With all the noise and promises made with AI, the things you choose not to do are as important as those you do. Here are some of those choice we have made so far:
We don’t use video data for any AI component. That includes not using transcribed text from video data.
Why does it matter? Video data is fraught with bias. Here is just one example of how it can horribly go wrong. We do not use or build any ML models with video data. In fact, we delete all video data at 180 days post submission. We don’t keep them for research, analysis, or validation.
We don’t use CV data, data scraped from the web, metadata, or any other kind of third-party data. The only data used in the algorithms are those given by the candidate with consent.
Why does it matter? CV data is easily gameable and mostly optimised for keyword matching algorithms. Graduates, for example, have been fine-tuning their CVs counter to the behaviours of matching programs for decades. There is ample advice on the web – including on university career sites – telling graduates how to stand out, generally through manipulation of algorithms. Apart from being a historical record of experience, CVs add less value in assessing hard skills, soft skills, or the potential of a candidate. CVs have been shown to lead to biased outcomes, even when demographic specific terms such as gender indicating words are removed, as highlighted in this study.

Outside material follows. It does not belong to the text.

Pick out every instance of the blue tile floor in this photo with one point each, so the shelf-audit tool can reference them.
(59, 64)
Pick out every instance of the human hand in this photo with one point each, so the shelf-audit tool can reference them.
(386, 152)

We also believe using any data collected without the consent of the candidate – such as data scraped from social media or metadata collected in the assessment process (e.g. time to complete, number of attempts, etc) – is ethically wrong. In addition to whether such data has any validity in hiring decisions, using data without the knowledge of the candidate can lead to spurious outcomes. Consider the case of using social media data, which puts candidates who are active on social media at an advantage (even disadvantage) compared to ones who are not present or less active on social media.